Aggressive actions and anger detection from multiple modalities using Kinect
This work addresses the need for real-time security alerts in high-risk environments like prisons and public protests, though it is incremental as it builds on existing multimodal affect recognition methods.
The paper tackled the problem of detecting aggressive actions and anger from multiple modalities using Kinect to enhance surveillance systems, achieving a 15.2% improvement in precision and 11.7% in recall for anger recognition when behavioral rule-based features were incorporated.
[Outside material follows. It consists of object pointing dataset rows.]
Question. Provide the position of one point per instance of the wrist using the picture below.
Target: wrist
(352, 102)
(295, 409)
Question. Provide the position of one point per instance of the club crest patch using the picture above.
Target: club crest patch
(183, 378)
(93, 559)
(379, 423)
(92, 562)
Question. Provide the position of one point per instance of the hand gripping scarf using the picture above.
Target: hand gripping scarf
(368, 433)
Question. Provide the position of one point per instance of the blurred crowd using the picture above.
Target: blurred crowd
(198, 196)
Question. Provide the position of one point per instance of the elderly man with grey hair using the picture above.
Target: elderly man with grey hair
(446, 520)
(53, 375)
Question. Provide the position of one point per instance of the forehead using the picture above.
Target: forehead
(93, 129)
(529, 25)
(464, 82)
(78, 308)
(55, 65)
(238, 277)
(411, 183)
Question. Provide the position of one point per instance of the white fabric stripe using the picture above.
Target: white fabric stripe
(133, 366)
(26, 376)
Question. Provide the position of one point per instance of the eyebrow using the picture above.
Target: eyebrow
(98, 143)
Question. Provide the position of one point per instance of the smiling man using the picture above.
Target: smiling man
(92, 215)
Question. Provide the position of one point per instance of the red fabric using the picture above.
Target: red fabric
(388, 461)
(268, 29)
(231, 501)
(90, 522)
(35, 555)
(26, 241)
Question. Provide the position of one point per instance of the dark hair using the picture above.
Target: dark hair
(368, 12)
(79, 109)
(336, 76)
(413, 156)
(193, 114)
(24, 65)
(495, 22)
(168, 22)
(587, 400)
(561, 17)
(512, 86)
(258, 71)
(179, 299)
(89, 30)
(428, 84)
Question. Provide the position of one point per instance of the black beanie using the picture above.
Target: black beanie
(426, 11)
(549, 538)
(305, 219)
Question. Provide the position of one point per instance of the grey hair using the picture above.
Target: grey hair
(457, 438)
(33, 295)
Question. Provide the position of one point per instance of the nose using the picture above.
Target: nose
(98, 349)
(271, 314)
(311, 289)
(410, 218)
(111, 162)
Prison facilities, mental correctional institutions, sports bars and places of public protest are prone to sudden violence and conflicts. Surveillance systems play an important role in mitigation of hostile behavior and improvement of security by detecting such provocative and aggressive activities. This research proposed using automatic aggressive behavior and anger detection to improve the effectiveness of the surveillance systems. An emotion and aggression aware component will make the surveillance system highly responsive and capable of alerting the security guards in real time. This research proposed facial expression, head, hand and body movement and speech tracking for detecting anger and aggressive actions. Recognition was achieved using support vector machines and rule based features. The multimodal affect recognition precision rate for anger improved by 15.2% and recall rate improved by 11.7% when behavioral rule based features were used in aggressive action detection.